Walker Mackay has been running down here since the 1990's and had never before seen a Redwall Runoff.

I'll be able to go back another time and see exactly where this is - our heads were buried during a lot of it and we ran Kanab Creek Rapids pretty much blind!

The dark cloud.

Hail pellets plop down into the river.




It's still just warming up.

North side wall.

The cloud of mist against the cliff on the left is coming off of an unnamed side stream that was rushing with brown water.

Here it is coming off of the south side cliff.

Running past this drainage.

A triple falls. in one amphitheater

Jen has been running down here since the 1990's as well and was totally enthralled with the show.
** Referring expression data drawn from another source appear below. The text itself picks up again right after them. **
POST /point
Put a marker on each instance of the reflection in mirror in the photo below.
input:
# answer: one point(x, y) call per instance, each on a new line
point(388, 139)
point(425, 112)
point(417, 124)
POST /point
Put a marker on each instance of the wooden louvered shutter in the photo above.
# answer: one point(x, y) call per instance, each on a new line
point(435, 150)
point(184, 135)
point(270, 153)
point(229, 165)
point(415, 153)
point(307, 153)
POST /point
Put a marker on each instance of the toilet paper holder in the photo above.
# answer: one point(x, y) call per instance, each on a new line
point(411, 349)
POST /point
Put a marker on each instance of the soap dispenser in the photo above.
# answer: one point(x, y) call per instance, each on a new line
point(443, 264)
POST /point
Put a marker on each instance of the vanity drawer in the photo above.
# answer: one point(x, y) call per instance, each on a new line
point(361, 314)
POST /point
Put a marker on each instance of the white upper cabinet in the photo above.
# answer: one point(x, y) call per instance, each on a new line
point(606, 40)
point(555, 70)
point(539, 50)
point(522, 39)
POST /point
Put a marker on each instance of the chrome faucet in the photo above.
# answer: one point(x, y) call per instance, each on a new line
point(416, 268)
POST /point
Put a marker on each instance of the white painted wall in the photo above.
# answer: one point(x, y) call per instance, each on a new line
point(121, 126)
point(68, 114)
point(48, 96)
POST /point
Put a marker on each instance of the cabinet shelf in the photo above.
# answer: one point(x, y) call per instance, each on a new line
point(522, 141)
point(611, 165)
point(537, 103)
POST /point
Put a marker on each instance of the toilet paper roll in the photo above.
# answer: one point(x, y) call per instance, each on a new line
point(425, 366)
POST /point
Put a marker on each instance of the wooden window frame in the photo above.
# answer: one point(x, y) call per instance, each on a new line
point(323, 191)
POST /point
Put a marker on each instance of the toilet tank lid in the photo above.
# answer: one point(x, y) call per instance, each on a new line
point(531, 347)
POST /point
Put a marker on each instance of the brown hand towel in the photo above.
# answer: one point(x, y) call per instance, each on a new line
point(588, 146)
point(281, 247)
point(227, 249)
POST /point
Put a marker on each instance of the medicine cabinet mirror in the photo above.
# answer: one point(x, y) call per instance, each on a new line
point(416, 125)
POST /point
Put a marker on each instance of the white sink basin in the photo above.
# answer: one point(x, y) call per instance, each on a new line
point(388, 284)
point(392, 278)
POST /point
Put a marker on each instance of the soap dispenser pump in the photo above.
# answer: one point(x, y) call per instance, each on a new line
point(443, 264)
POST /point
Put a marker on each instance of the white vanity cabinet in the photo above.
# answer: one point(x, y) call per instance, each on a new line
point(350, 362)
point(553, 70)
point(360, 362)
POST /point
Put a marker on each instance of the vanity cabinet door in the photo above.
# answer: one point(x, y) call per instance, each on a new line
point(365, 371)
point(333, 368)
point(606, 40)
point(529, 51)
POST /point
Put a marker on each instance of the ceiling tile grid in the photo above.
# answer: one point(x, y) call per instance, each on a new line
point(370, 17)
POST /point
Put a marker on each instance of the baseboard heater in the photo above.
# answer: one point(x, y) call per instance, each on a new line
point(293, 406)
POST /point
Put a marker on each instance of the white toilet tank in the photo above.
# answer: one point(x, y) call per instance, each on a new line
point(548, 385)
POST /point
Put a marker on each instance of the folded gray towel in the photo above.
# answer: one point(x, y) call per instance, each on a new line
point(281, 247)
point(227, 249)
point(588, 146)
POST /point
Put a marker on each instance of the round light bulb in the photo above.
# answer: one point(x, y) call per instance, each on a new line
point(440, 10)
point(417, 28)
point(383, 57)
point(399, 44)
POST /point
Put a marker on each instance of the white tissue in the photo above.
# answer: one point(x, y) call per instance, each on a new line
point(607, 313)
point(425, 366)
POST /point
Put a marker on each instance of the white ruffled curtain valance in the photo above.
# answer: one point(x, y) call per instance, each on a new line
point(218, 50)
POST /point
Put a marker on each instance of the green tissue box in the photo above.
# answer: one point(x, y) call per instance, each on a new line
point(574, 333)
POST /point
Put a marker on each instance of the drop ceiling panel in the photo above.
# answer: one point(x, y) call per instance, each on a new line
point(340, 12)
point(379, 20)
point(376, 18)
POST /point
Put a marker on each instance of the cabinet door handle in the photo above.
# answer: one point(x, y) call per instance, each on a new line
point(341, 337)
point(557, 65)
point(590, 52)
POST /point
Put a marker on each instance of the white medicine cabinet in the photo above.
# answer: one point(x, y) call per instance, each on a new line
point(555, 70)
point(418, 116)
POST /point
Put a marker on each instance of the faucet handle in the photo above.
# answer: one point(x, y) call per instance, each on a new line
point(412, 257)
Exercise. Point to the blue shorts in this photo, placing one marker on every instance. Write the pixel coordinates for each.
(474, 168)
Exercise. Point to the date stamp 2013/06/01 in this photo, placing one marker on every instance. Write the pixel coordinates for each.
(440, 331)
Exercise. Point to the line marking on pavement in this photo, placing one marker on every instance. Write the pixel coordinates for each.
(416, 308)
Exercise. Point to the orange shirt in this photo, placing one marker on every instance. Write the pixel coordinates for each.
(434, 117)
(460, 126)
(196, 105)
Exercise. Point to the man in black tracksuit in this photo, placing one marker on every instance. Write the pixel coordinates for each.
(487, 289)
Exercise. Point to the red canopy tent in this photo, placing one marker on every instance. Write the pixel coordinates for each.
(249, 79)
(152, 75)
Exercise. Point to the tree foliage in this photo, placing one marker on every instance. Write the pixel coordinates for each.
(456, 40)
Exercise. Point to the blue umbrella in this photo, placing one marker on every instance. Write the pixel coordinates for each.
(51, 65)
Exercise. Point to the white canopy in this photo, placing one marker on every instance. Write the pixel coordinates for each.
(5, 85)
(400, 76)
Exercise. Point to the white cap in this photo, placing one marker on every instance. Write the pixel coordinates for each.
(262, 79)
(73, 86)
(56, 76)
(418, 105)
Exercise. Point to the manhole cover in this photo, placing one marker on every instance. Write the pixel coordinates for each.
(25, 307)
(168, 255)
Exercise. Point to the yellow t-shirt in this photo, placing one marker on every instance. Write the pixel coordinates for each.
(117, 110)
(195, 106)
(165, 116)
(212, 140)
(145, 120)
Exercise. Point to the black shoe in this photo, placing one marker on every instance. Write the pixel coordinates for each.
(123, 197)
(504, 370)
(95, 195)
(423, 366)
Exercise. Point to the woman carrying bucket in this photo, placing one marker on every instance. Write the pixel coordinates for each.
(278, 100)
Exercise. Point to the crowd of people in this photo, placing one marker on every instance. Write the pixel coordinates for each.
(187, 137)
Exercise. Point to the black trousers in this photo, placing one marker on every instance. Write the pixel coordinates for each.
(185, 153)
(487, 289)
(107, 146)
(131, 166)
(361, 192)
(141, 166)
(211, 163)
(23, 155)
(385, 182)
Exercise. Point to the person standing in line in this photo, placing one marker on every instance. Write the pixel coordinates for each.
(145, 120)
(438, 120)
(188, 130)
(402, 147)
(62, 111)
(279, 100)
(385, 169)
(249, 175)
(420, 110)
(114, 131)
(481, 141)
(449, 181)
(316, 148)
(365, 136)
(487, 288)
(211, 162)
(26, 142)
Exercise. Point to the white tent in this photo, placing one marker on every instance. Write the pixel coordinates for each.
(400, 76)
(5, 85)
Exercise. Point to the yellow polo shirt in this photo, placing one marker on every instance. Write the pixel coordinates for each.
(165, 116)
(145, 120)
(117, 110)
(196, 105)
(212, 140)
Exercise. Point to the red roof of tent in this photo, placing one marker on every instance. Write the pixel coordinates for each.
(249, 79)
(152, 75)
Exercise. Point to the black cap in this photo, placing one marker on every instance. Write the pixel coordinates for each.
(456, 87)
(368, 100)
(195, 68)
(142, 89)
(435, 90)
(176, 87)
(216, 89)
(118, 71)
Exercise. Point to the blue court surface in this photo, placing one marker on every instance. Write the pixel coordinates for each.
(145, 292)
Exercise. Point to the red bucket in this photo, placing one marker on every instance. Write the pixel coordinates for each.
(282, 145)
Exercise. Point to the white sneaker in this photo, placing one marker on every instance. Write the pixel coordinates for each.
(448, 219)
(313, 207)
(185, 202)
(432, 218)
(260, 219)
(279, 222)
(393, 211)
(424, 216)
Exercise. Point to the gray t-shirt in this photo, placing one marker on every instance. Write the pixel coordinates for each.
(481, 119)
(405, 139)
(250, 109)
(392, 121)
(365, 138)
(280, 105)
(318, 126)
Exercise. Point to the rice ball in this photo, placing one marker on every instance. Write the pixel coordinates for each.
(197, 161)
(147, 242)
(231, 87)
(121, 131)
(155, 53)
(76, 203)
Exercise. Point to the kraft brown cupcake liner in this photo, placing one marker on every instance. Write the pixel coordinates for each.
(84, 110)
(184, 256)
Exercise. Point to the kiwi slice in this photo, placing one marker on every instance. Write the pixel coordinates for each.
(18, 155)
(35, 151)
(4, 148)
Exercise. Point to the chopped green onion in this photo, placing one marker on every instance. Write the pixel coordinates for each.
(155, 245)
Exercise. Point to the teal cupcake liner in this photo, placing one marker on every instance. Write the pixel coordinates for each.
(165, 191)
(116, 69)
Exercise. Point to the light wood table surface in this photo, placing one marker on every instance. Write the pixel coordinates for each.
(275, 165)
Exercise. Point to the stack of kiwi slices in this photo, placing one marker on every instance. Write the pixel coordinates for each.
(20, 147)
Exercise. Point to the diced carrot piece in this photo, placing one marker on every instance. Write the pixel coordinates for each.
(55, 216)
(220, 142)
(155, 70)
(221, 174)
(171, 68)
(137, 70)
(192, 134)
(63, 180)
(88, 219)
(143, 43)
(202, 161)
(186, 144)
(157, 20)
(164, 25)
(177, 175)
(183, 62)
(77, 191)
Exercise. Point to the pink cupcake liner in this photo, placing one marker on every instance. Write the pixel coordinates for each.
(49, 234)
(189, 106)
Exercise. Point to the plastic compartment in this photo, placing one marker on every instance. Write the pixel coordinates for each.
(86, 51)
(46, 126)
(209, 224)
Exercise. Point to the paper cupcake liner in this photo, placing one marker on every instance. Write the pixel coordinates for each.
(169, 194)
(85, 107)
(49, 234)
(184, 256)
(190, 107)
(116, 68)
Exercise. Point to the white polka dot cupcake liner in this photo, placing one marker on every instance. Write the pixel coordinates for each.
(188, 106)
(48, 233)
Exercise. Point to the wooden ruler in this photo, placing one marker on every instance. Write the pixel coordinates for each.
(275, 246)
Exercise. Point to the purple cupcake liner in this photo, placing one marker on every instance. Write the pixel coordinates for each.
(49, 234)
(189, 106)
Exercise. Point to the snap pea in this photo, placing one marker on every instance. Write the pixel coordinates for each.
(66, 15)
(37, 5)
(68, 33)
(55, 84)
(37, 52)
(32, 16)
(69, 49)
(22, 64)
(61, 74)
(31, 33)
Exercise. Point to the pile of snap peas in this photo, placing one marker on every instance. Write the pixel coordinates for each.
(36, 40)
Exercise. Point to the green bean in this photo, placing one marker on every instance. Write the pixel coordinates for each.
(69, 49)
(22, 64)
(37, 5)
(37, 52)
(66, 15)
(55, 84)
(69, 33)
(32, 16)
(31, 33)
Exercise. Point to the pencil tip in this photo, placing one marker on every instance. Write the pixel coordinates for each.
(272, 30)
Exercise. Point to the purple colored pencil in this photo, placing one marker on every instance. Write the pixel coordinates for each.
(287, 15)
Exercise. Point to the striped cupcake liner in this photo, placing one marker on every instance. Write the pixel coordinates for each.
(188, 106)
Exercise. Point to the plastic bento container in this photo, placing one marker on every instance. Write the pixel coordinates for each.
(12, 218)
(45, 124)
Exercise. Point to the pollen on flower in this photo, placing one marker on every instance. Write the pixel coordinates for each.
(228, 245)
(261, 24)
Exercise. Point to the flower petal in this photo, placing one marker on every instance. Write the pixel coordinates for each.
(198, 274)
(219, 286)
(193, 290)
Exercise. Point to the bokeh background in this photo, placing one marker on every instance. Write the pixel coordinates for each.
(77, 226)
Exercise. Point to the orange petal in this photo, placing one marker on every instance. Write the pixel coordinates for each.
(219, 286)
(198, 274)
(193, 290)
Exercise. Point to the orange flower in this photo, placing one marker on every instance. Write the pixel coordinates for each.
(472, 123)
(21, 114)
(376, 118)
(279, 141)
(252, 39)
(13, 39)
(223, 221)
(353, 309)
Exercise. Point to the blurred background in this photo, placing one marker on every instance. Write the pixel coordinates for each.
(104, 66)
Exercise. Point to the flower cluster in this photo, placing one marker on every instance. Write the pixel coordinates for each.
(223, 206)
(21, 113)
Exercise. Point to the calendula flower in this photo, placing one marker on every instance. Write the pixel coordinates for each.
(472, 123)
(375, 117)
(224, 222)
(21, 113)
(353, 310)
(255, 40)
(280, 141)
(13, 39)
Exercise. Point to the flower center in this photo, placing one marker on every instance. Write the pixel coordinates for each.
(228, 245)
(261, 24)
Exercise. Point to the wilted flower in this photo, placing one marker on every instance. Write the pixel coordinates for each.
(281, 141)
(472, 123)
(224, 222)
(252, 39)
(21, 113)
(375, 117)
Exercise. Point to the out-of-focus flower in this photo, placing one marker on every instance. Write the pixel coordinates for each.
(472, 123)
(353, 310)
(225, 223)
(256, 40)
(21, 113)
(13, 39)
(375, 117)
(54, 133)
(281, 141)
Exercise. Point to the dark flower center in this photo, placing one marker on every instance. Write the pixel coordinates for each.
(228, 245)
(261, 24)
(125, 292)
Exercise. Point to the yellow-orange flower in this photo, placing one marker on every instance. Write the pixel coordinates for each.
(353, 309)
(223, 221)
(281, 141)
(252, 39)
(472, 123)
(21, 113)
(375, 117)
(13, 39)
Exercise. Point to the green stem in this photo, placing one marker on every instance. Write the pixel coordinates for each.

There were even some clear falls that did not originate up above the gorge (in the Supai rocks) and so they ran with clear water only falling through the Redwall.

Same, same...

A north side water fall.

On the south side, a very large runoff was coming down...

...and this is where it came into the river.

I was thinking that maybe the amount of water entering the river was so insignificant relative to the volume in the river, I doubt if the river was raised even one inch throughout it all??

Is that gradual clearing up ahead. The hard rain lasted for about 25 minutes.

Just above Olo Canyon.

Olo Canyon in flash flood. The flood took out the little bit of sand that was the riverside camp here.

The fall at the mouth of Olo.


Yep, it did clear up with sunshine downstream.

More clear waterfalls.

One last shot. An event like this is unforgettable if you experience it. Yet, in the American Southwest these types of storms are not uncommon this time of year. They just don't happen that often to river runners. Please be sure to see my earlier posts about floods that occurred in Grand Canyon in 2012, here.

I remember one particular August 11 around the early 1980's that was stupendous in this part of Grand Canyon. Seems like the second week of August is a good time to see these types of events here.